By Dara Purvis| RAW STORY COLUMNIST

Recently, Bush again refused an invitation to speak before the NAACP's annual conference, making him the first president since Herbert Hoover not to speak before the group during an entire term as president. The official reason given was "scheduling commitments," but White House spokesman Scott McClellan added that leaders of the NAACP had made "rather hostile political comments about the president over the past few years," leaving little doubt as to the real reasons why Bush refused to attend. (This, of course, follows Bush's previous remarks about how he doesn't feel the need to speak to the NAACP when he looks around his Cabinet table and sees Condoleezza Rice and Colin Powell, otherwise known as the "I have a black friend" defense.)

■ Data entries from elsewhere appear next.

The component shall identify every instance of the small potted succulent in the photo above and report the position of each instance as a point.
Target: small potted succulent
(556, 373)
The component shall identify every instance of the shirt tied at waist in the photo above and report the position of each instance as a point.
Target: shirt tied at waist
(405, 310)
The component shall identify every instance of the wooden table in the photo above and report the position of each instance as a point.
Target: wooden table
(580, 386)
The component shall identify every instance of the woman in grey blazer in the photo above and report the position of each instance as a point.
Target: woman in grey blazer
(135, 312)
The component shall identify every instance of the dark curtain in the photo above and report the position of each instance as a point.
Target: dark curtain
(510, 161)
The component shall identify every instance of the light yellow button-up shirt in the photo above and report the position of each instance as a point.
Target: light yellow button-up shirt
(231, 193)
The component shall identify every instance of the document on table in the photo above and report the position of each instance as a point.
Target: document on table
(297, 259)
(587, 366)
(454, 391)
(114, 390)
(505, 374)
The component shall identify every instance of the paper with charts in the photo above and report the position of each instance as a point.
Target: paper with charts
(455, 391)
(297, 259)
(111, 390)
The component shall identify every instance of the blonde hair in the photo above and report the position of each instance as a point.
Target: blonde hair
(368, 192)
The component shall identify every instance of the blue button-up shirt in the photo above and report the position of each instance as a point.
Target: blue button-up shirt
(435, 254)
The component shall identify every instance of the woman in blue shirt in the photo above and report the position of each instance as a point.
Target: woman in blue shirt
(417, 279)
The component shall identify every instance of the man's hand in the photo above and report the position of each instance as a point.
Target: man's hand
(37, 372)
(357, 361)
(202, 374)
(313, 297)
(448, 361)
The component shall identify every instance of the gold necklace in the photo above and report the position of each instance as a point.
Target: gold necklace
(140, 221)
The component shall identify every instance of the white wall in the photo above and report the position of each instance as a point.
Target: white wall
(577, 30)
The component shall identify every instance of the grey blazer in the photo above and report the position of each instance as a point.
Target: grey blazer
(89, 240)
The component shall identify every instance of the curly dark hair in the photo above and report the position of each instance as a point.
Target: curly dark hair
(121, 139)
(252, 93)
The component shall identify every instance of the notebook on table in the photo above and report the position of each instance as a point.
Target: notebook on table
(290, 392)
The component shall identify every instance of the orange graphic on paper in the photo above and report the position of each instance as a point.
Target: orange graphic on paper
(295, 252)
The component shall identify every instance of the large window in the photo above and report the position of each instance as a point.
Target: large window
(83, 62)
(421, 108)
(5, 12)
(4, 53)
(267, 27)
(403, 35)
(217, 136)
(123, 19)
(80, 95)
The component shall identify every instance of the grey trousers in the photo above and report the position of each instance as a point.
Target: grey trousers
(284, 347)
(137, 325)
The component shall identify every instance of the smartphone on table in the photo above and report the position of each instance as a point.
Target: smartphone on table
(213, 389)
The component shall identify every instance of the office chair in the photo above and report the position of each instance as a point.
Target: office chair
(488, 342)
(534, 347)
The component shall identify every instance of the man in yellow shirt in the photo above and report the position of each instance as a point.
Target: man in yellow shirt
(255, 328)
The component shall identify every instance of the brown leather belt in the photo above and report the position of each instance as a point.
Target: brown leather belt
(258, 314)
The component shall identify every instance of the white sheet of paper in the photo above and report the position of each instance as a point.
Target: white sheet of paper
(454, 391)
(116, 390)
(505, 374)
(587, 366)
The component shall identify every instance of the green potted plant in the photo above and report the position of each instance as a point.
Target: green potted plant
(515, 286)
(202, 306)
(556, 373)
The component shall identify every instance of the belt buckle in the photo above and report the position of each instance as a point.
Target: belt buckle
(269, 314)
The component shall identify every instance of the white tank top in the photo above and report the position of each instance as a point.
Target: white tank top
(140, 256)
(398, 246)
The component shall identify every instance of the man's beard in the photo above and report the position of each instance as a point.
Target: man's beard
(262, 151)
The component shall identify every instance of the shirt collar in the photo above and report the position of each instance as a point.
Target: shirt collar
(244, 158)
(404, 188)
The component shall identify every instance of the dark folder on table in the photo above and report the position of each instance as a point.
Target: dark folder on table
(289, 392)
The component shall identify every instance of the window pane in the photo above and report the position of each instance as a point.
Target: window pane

Bush did, however, speak before the National Urban League, where he took some unprecedented steps of outreach to blacks — unprecedented both because Bush has never really shown any concern for the black community before, and because his technique was more than a little confusing, to say the least. His primary strategy seems to be browbeating the black community and hoping its members won't notice the substance behind his rhetoric. For example, he asked, "Does the Democrat Party take African-American voters for granted? It's a fair question. I know plenty of politicians assume they have your vote, but do they earn it, and do they deserve it? … I'm here to say that there is an alternative this year."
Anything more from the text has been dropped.